Open thoracic window: a useful alternative for retained infected pleural collections in critically ill trauma patients

Eddy H Carrillo, David J Barkoe, Rafael Sanchez, Seong K Lee, Andrew Rosenthal, Antonio Pepe, Dawn Nardiello
American Surgeon 2009, 75 (2): 152-6
19280809
Historically, tube thoracostomy, image-guided drainage, or an open thoracotomy has been indicated as the standard procedure for the management of patients with retained infected pleural collections (RIPC). These infections can be a debilitating and potentially lethal complication in already critically ill trauma patients.

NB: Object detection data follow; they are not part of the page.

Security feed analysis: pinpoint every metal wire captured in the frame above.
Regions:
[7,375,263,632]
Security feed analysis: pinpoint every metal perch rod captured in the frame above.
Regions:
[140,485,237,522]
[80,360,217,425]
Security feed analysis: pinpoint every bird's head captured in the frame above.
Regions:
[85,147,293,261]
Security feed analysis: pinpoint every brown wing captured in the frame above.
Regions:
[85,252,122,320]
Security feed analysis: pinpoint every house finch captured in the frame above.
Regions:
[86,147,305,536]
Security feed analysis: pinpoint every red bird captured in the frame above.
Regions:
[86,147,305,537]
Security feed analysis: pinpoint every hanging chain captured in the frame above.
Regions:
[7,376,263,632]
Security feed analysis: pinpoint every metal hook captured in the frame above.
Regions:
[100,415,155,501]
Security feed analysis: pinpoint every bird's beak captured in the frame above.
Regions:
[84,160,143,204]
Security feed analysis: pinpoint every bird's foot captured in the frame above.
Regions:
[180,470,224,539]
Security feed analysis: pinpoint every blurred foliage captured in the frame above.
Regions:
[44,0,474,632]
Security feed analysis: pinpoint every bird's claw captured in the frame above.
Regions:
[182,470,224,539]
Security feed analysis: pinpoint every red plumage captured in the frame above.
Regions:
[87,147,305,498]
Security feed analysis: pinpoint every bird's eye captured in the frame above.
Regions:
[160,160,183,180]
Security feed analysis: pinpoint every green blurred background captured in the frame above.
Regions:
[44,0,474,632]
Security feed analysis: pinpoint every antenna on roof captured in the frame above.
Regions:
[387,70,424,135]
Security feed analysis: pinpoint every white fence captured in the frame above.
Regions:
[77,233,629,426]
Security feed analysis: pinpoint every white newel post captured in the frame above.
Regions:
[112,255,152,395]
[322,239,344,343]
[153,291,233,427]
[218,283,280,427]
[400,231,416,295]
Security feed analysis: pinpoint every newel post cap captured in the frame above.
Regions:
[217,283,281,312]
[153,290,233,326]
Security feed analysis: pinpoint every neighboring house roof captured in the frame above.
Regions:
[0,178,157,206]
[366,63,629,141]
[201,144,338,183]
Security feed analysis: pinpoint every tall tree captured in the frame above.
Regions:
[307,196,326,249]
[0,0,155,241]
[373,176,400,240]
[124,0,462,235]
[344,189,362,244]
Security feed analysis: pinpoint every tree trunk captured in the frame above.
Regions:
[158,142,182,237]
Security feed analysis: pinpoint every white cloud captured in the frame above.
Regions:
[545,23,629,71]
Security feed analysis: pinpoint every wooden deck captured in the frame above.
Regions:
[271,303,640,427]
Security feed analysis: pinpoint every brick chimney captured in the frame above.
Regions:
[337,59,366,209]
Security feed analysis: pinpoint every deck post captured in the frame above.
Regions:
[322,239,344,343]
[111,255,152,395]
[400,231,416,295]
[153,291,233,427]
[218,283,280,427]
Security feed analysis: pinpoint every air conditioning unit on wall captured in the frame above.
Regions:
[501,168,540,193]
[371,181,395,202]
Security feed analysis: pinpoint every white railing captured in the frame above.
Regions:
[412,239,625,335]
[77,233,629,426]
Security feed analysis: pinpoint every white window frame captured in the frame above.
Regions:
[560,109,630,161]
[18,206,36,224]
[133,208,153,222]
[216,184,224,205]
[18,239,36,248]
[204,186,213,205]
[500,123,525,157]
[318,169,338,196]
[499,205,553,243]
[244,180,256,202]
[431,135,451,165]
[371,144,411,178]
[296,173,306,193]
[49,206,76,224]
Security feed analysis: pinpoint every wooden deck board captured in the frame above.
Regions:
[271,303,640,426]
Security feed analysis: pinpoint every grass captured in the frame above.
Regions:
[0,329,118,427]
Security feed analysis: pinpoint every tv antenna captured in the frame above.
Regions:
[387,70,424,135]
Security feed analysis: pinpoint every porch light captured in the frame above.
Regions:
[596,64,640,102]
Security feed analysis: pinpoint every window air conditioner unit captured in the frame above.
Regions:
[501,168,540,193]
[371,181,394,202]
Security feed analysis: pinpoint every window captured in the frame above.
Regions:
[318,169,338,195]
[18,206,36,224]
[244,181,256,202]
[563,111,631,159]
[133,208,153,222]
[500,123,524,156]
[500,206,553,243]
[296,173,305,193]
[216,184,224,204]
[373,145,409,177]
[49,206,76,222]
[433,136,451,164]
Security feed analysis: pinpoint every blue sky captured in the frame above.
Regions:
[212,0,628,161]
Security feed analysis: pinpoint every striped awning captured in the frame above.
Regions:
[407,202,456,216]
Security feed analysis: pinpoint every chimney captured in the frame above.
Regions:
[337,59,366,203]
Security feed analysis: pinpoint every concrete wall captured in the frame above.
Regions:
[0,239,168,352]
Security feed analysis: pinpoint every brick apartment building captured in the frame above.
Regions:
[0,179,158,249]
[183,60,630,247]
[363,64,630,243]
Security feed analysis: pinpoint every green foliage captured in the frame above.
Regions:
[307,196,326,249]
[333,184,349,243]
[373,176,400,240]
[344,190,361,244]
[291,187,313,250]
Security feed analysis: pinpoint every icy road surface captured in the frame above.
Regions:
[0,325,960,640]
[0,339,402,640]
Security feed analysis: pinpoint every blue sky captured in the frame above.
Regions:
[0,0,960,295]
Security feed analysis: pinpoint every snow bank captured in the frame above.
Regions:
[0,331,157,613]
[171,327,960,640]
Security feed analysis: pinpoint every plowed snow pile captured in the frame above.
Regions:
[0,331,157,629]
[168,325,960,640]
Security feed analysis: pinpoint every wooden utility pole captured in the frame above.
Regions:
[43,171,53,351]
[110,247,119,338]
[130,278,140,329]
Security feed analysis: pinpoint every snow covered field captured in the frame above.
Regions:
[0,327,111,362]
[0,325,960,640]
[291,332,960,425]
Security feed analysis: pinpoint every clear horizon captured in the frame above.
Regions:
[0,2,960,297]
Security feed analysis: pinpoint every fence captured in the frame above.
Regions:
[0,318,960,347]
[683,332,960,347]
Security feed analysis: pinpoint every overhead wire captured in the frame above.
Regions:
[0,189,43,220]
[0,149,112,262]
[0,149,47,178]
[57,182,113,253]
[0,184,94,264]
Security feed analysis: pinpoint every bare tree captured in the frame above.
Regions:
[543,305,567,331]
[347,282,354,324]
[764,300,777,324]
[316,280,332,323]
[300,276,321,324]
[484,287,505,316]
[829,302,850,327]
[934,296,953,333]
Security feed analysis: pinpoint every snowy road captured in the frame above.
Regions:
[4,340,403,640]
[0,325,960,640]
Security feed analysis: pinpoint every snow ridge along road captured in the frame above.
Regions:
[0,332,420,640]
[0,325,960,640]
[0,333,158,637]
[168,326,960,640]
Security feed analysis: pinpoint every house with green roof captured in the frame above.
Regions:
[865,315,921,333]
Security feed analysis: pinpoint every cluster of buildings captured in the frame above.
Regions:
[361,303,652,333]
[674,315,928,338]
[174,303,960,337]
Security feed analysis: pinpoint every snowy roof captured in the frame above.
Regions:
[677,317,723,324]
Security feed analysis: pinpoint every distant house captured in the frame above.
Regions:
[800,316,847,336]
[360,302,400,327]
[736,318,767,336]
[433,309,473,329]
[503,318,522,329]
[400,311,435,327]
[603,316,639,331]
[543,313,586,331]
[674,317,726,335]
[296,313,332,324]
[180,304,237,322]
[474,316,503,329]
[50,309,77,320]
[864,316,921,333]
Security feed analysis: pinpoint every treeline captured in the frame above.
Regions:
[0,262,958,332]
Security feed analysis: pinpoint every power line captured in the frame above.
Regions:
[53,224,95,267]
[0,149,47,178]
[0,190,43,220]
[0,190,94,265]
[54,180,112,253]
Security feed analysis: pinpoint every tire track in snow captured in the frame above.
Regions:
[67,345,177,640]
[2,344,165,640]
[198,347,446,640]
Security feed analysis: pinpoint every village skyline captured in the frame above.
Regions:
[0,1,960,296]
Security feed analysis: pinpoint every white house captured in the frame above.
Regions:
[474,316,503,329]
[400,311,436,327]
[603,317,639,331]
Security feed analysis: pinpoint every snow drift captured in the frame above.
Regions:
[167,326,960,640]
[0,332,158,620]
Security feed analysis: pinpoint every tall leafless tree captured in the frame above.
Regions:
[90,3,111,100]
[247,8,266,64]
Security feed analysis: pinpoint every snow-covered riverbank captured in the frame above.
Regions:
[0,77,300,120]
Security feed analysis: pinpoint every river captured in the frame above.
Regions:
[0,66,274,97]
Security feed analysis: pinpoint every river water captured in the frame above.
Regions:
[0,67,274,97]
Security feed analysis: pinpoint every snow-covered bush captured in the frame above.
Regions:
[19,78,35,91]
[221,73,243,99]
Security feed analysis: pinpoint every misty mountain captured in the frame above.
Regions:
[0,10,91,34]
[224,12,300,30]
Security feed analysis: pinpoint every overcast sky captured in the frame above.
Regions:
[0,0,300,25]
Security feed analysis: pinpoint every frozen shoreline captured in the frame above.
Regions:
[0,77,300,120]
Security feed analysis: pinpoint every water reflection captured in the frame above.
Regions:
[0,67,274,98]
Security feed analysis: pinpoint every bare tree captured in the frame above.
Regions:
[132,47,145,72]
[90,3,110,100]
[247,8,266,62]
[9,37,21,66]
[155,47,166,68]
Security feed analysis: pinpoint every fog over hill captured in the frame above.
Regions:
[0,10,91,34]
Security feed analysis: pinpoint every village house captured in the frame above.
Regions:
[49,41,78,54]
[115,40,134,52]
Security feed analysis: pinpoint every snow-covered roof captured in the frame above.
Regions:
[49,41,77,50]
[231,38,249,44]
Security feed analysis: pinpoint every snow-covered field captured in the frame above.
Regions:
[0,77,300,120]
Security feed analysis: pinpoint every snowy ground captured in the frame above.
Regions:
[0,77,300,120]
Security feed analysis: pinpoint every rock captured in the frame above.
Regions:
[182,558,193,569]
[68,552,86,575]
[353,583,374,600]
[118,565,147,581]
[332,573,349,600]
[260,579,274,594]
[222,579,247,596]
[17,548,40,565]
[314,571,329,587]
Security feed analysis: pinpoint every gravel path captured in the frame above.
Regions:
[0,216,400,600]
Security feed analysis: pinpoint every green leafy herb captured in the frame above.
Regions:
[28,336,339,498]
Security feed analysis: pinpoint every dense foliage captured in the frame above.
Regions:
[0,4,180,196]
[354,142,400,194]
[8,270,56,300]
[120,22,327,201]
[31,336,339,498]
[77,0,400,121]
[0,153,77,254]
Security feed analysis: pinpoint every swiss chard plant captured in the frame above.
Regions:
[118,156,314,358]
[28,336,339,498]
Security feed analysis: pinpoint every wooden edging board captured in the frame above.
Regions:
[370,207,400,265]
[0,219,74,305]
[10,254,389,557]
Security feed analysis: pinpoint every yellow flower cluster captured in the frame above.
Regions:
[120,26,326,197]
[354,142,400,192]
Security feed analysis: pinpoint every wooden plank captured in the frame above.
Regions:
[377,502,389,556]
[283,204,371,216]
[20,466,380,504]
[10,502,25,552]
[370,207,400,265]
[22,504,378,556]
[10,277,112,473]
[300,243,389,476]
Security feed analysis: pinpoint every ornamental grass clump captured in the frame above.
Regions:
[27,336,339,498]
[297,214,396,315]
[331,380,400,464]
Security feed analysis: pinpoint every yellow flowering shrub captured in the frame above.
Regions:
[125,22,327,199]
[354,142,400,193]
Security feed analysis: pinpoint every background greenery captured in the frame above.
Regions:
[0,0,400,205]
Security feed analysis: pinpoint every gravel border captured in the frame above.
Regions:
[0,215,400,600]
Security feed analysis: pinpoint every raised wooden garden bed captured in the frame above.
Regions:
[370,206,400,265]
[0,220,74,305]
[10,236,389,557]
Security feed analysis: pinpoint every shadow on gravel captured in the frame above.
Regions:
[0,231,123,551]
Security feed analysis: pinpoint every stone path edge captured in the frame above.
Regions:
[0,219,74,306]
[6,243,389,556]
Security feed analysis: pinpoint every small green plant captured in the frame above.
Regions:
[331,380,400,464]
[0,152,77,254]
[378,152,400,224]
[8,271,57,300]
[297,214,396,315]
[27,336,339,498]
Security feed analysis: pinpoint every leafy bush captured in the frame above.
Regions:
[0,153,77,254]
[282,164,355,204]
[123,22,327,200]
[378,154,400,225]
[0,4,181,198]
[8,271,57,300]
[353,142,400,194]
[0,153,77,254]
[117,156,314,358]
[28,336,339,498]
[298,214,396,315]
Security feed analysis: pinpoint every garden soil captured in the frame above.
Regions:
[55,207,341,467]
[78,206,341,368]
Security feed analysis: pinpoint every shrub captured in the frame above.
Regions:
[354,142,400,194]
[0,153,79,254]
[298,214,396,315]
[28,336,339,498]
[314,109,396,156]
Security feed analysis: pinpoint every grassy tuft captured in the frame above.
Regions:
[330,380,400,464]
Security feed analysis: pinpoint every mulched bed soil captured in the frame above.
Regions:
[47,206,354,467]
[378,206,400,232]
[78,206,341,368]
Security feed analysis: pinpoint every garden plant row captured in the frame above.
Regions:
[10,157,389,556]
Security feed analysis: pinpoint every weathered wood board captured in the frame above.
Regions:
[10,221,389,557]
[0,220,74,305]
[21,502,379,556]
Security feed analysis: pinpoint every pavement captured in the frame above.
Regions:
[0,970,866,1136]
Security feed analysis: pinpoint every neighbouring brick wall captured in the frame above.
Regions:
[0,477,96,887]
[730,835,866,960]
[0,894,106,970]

The purpose of this review was to evaluate the usefulness of an open thoracic window (OTW) as definitive therapy for the management of RIPC refractory to conventional therapies. The medical records of patients who underwent an OTW for RIPC were reviewed for the following: demographic data, primary diagnosis, clinical findings that explained the failure of the conventional management, bacteriology of the retained collection, and final outcome. Over a 3-year period, eight critically ill trauma patients who had sustained multiple system trauma and developed a RIPC were identified (six males and two females; average age, 47 years). Of the eight patients identified, six collections were in the right and two in the left pleural cavity. Staphylococcus aureus and Acinetobacter were the two most common bacterial isolates from these collections. All patients had undergone multiple and unsuccessful drainage attempts by thoracostomy tubes. Additionally, two of the patients also underwent image-guided drainage procedures, which proved to be unsuccessful. After creation of the OTW, all patients had complete resolution of the RIPC, and all were discharged alive from the hospital. During outpatient follow up, the OTW was found to have completely healed and required no further surgical intervention. The creation of long-term pleural drainage, with an OTW, facilitates and expedites the resolution of persistent infected pleural collections by providing more efficient surgical drainage and mechanical débridement. Our experience also shows this uncommon operation to be an effective alternative when conventional measures have failed.